En fazla hedef şaşırtan konumuz kulüplerin yaptığı ya da yapmadığı transferler. “İyi transfer yaparsan başarılı olursun, yapamazsan başarısız olursun” mantığı sürüyor. 

Olmadı teknik direktör gönderiliyor ve gelecek transfer dönemine kadar zaman kazanılıyor. Yani uzun süreli planlama, takım oluşturma, takım oluştururken genç oyuncuları kazanma gibi emek, beceri, öngörü gerektiren çabalar bizim için gereksiz.

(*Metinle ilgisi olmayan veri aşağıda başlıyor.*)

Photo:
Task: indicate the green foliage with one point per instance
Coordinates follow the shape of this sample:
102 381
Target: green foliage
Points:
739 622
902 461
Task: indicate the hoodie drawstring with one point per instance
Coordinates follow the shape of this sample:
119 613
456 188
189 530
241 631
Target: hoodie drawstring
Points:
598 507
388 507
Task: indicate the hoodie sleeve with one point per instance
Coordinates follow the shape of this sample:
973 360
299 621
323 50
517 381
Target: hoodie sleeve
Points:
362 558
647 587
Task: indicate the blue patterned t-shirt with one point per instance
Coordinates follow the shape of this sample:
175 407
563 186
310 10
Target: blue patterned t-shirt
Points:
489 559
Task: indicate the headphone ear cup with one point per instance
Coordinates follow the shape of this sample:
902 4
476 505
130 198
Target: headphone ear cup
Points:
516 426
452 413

Bu yüzden de kulüp yönetimleri aşırı borçlanarak pahalı transferlerle taraftarın gözünü boyamaya devam ediyor. Dahası çözüm olarak uygulamaya çalıştığımız şeyler futbolumuzu geliştirmekten öte geriletiyor. Örneğin “Futbolcu yetişmiyor bu ülkede” sonucuna vardık ve önlem olarak yabancı futbolcu sınırlaması getirdik. Ama şimdiye kadar olan sadece yerli oyuncuların fiyatlarının yükselmesi ve gurbetçi oyunculara rağbetin artmasıydı. 

Futbolun gidişatında en büyük suçlu ise aslında en masum olan seyirci oldu yine. Çünkü her futbolseveri potansiyel suçlu olarak gördük. Üç-beş kişi yüzünden tüm taraftarı cezalandırdık. Saha kapatmakta rekor kırdık. Yetmedi Passolig’i çıkardık. Maça gitmeyi angaryaya döndürdük. Anlayacağınız taraftarı yıldırmak, tribünlerden uzaklaştırmak için her şeyi yaptık. Sonuçta futbol yerlerde sürünüyor ve tribünler boşaldı. Ama böylece hiç olmazsa seyirci sorununu (!) halletmiş olduk. Hakemlere ise sahada adaleti ve asayişi sağlasınlar diye geniş yetki verdik. Böylece onları maç yönetmenin ötesinde saha komiserine çevirdik. Hakemler de kendilerini kurtarmak için her şeye faul çalmaya başlayınca futbolu faul oyununa döndürdük. Şimdi ara ara da olsa iyi bir futbol izlediğimizde, iyi bir hakem yönetimi gördüğümüzde ya da tribünlere seyirci geldiğinde şaşırıyoruz artık.